The tail (or ‘queue’) of a barrister’s horse hair wig was found beneath the hallway on Level 2 (UF5478). Wigs were first adopted by the legal profession in England in the 17th century, and worn by judges and barristers to emphasise the dignity of the court. Legal attire in early colonial Australia lacked the formality of the English courts, largely to avoid claims of false status by those with little legal training. By the 1850s, however, full English judicial regalia were increasingly worn in Australian colonial courts, to confer a degree of formality and anonymity on members of the judiciary.
11 It is uncertain if this ‘leakage’ refers to the general problems of the leaking roof during wet weather or spills and other accidents occurring during the daily routine of the Asylum.
12 St. Vitus’s Dance or Sydenham’s Chorea is a motor control disorder which usually affects children. It is associated with rheumatic fever and characterised by jerky, uncontrollable movements, either of the face or of the arms and legs.
13 Mrs Gorman was working at the Asylum again in 1886 after the move to Newington. At the Inquiry, Mrs Gorman indicated that she ‘was employed at the Immigration Depôt years ago’. According to Lucy Hicks, this was in 1863 (Government Asylums Inquiry Board 1887:448, 455).
14 See footnote 12.
15 Most of the inmates interviewed during the parliamentary inquiries were able-bodied and held in-house positions. When asked how long they had been in the Asylum, many replied ‘five or six years, on and off’ (e.g. Eliza Allen, Ann Ballard, Mary Burns, Margaret Gannon, Kate Gilmore).

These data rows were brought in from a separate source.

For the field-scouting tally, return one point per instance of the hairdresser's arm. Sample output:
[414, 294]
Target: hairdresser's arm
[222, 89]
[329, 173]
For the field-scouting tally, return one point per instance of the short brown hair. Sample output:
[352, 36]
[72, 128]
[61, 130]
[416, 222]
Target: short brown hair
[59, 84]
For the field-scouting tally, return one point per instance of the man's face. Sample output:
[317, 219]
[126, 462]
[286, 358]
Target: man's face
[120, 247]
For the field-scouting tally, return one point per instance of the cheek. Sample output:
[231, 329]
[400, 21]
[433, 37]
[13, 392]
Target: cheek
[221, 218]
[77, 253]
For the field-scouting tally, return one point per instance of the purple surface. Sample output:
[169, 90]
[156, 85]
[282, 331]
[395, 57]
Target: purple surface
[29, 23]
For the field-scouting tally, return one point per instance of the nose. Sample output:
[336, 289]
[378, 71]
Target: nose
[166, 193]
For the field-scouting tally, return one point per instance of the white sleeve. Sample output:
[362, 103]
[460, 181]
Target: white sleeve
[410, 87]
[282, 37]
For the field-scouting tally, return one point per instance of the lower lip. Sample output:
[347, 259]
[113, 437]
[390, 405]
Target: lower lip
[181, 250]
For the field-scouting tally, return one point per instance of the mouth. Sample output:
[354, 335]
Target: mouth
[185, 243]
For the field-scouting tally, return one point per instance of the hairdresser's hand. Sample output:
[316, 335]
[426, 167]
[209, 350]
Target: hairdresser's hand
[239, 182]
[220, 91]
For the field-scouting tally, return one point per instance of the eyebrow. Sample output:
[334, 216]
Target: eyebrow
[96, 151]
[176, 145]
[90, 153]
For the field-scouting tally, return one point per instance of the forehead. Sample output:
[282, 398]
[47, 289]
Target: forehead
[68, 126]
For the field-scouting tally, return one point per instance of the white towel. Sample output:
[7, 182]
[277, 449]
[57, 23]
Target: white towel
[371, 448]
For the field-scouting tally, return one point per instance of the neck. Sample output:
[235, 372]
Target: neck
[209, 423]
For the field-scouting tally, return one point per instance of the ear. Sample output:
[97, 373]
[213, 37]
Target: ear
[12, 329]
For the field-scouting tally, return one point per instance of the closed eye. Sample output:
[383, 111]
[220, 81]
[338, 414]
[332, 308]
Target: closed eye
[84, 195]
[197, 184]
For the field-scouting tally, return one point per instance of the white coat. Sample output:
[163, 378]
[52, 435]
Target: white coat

16 These regulations were drawn up in 1862 by Christopher Rolleston, chairman of the Board of Government Asylums. He also issued By-Laws of the Board for Managing the Government Asylums for the Infirm and Destitute (1862), which defined the role of the board, the criteria for admissions and the duties of the secretary and asylum staff.
17 Toothbrushes did not become common in the UK and US until the 1870s and 1880s (Mattick 2010:15–18) so it is not surprising that so few are found in an Asylum during this period. Given the standards of dental care at the time, and the age and circumstances of the women who occupied the Asylum it is possible that many of the inmates had chronic dental problems and some may have had no teeth at all.
18 Gangrene.
19 At least 34 fragments of the 1871 Census papers have been identified: UF17341, UF17371, UF17377, UF17452, UF17462, UF17467, UF17476, UF17488, UF17588, UF17597, UF17604, UF17616, UF17621, UF17672, UF17742, UF17762 and UF7468.